At any given point, the application can enqueue tasks from the first category, and some tasks from the second category. Enqueueing tasks from the second category must be done atomically with the check of the constraint; also, other tasks that are related to the constraint must be prevented to be enqueued, as part of the same atomic operation.

While the tasks are running without any tasks completing, or starting, the constraints do not change – we set the constraints between tasks, not between parts of tasks. That is, there is no interest for us to do anything while the system is in steady-state executing tasks. Whenever a new task is created, or whenever we complete a task we need to consider if we can start executing a task, and which one can we execute. At those points, we should evaluate the state of the system to see which tasks belong to the first two categories. Having the tasks placed in these 3 categories we know which tasks can start executing right away – and we can enqueue these in the system.

If the constraints of the tasks are properly set up, i.e., we don’t have circular dependencies, then we are guaranteed to make progress eventually. If we have enough tasks from the first two categories, then we can make progress at each step.

Based on the above description it can be assumed that one needs to evaluate all tasks in the system at every step. That would obviously not be efficient. But, in practice, this can easily be avoided. Tasks don’t necessarily need to sit in one big pool and be evaluated each time. They are typically stored in smaller data structures, corresponding to different parts of the application. And, furthermore, most of the time is not needed to check all the tasks in a pool to know which one can be started. In practice evaluating which tasks can be executed can be done really fast. See the serializers above.

Task groups

Task groups can be used to control the execution of tasks, in a very primitive way. When creating a task, the user can specify a concore::v1::task_group object, making the task belong to the task group object passed in.

Task groups are useful for canceling tasks. One can tell the task group to cancel, and all the tasks from the task group are canceled. Tasks that haven’t started executed yet will not be executed. Tasks that are in progress can query the cancel flag of the group and decide to finish early.

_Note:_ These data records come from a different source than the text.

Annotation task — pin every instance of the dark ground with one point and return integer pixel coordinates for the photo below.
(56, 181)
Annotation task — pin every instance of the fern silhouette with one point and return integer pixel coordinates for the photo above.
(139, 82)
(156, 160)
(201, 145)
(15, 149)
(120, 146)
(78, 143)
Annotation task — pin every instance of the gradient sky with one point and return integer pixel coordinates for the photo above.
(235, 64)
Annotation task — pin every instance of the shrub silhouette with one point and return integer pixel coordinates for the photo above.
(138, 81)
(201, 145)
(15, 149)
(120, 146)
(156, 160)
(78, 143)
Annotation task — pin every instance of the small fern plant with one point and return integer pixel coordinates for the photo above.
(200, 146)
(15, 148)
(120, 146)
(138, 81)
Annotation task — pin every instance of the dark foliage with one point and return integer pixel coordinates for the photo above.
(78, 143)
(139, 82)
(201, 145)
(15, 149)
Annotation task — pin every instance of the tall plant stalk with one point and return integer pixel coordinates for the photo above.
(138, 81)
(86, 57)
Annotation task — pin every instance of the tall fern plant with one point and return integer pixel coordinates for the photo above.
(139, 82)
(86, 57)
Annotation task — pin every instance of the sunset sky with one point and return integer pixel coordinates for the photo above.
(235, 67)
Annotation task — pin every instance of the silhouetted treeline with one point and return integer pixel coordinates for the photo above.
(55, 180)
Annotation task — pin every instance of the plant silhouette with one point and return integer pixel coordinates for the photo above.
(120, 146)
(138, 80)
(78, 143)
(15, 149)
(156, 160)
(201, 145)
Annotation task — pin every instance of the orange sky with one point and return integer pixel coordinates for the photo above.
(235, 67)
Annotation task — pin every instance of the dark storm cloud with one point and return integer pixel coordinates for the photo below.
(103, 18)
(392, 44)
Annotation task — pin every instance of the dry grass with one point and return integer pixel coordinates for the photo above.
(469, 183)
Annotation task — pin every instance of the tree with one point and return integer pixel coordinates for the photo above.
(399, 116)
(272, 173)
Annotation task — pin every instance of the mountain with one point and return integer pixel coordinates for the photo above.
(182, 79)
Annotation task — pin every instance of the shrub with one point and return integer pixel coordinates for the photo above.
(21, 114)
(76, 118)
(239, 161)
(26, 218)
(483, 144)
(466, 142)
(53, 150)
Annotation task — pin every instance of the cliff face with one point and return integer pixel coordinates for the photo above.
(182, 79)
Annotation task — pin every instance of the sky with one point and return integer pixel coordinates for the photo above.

This is very useful in shutdown scenarios when one wants to cancel all the tasks that access an object that needs to be destroyed. One can place all the tasks that operate on that object in a task group and cancel the task group before destroying the object.

Another important feature of task groups is the ability to wait on all the tasks in the group to complete. This is also required to the shutdown scenario above. concore does not block the thread while waiting; instead, it tries to execute tasks while waiting. The hope is to help in getting the tasks from the arena done faster.

Note that, while waiting on a group, tasks outside of the group can be executed. That can also mean that waiting takes more time than it needs to. The overall goal of maximizing throughput is still maintained.

Details on the task system

This section briefly describes the most important implementation details of the task system. Understanding these implementation details can help in creating more efficient applications.

If the processor on which the application is run has N cores, then concore creates N worker threads. Each of these worker threads has a local list of tasks to be executed can execute one task at a given time. That is, the library can only execute a maximum of N tasks at the same time. Increasing the number of tasks in parallel will typically not increase the performance, but on the contrary, it can decrease it.

Besides the local list of tasks for each worker, there is a global queue of tasks. Whenever a task is enqueued with global_executor it will reach in this queue. Tasks in this queue will be executed by any of the workers. They are extracted by the workers in the order in which they are enqueued – this maintains fairness for task execution.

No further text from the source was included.